3. A power control circuit for supplying current from an ac source to an electrical load, of the type comprising: a first conductor for connection to the ac supply; a second conductor for connection to the load; a semiconductor switch having two power terminals and a control terminal, said power terminals being coupled in series between the first and second conductors;; pulse means, including a first input for receiving a variable input signal and having an output coupled for supplying a train of pulses to the control terminal of the semiconductor switch with a timing which is controlled relative to the ac supply voltage waveform, said timing being responsive to variations in said input signal whereby to vary the times at which said semiconductor switch is conductive and so to control power supplied to the load, said pulse means further comprising a thermally variable electric element and being capable of responding to said element to exert further control on said pulse train, said element being thermally coupled to at least one other part of said power control circuit, wherein said pulse means is arranged to alter said pulse train to a predetermined form when the temperature sensed by said thermally variable electric element exceeds a temperature threshold, or when the rate of increase of temperature sensed by said thermally variable electric element exceeds a temperature rate threshold value.
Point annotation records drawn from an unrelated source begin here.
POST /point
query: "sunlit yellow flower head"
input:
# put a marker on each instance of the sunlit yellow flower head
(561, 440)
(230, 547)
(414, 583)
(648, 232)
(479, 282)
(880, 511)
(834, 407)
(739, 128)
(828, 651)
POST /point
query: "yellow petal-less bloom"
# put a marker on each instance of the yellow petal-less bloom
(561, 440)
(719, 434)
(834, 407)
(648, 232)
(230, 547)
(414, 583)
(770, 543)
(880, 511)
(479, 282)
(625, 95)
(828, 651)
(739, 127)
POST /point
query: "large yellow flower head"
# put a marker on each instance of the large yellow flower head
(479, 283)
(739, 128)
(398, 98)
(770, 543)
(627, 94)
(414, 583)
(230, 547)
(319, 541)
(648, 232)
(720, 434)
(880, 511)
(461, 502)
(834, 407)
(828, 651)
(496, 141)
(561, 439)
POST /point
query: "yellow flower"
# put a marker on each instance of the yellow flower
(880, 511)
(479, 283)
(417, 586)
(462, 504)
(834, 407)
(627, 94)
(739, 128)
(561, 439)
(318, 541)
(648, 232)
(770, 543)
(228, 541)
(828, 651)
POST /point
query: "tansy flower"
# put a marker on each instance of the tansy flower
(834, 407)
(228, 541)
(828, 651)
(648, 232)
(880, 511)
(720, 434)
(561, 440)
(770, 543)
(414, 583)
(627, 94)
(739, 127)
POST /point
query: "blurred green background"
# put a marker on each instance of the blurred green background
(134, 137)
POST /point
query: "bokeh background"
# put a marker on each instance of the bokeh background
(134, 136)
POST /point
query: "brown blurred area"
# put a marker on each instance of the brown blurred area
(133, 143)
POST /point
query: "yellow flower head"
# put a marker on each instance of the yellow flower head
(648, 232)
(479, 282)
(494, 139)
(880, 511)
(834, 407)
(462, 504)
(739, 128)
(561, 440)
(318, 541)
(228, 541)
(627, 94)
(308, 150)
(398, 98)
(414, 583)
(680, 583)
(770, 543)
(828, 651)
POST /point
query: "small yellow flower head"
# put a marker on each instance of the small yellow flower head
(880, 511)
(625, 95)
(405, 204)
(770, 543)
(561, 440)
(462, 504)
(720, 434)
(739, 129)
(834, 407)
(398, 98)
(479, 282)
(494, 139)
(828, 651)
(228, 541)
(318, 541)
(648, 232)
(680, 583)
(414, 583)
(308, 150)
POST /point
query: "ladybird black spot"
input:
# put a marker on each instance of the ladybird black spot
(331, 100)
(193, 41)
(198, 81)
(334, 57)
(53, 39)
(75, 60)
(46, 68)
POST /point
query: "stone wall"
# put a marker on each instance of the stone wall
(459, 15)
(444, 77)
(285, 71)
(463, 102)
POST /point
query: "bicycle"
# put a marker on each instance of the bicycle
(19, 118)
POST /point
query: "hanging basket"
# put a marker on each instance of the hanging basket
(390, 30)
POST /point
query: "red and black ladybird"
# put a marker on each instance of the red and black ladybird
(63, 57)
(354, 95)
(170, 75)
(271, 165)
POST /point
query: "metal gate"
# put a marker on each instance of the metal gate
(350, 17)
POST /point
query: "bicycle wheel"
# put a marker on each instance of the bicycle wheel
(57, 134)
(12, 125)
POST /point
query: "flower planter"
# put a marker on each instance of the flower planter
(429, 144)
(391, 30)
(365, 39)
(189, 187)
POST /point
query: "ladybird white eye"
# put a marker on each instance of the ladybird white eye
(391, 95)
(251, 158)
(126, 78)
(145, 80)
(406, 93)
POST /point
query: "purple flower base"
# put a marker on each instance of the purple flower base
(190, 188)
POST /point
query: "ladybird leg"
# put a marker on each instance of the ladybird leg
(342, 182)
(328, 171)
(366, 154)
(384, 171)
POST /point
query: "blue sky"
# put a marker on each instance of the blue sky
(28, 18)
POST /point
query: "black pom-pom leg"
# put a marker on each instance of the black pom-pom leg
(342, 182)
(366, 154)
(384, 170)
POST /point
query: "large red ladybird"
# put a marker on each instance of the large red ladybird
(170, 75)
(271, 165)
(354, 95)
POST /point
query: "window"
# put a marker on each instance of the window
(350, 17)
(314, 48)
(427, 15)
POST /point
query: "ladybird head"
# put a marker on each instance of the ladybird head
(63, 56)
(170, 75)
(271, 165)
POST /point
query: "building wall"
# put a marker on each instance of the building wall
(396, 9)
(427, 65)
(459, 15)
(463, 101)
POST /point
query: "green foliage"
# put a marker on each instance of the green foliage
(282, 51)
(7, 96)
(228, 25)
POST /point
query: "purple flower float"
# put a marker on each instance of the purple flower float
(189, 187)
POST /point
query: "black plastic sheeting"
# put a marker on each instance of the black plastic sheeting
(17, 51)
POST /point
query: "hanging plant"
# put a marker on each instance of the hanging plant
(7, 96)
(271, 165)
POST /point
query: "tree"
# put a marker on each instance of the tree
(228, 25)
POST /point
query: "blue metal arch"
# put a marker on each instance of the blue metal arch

4. A circuit according to claim 2 or claim 3 wherein said predetermined form of pulse train maintains a finite level of energisation of the load.

5. A circuit according to claim 2 or claim 3 wherein said predetermined form of pulse train is absence of pulses.

6. A circuit according to any preceding claim wherein said further control is such as to reduce dissipation in the load.

7. A circuit according to any preceding claim and comprising a manually variable impedance coupled to said first input for providing said variable input signal.

8. A circuit according to claim 7 wherein said manually variable impedance comprises a resistive potentiometer.

9. A circuit according to any preceding claim wherein said pulse means comprises a microprocessor providing said first input and said output of the pulse means, and having a second input coupled to said thermally responsive electrical element.

10. A circuit according to any preceding claim wherein said thermally responsive electrical element is a thermally variable impedance.

11. A circuit according to claim 10 wherein said thermally variable impedance is a thermistor.

12. A circuit according to claim 10 or claim 11 wherein the magnitude of said thermally variable impedance decreases with an increase in temperature.

13. A circuit according to any one of claims 1 to 9 wherein said thermally responsive electrical element is a switch.

14. A circuit according to any preceding claim wherein said at least one other part of said power control circuit is an inductor coupled in series with the semiconductor switch.

15. A circuit according to any preceding claim wherein the semiconductor switch is a thyristor or triac.

16. A circuit according to any preceding claim comprising a manually operable switch in said first conductor.

17. A circuit according to claim 16 and claim 2, or claim 16 and claim 3, wherein resetting of said pulse train from said predetermined form to said controlled timing is effected by opening and closing said manually operable switch.

18. A power control circuit substantially as herein described with reference to Figure 5.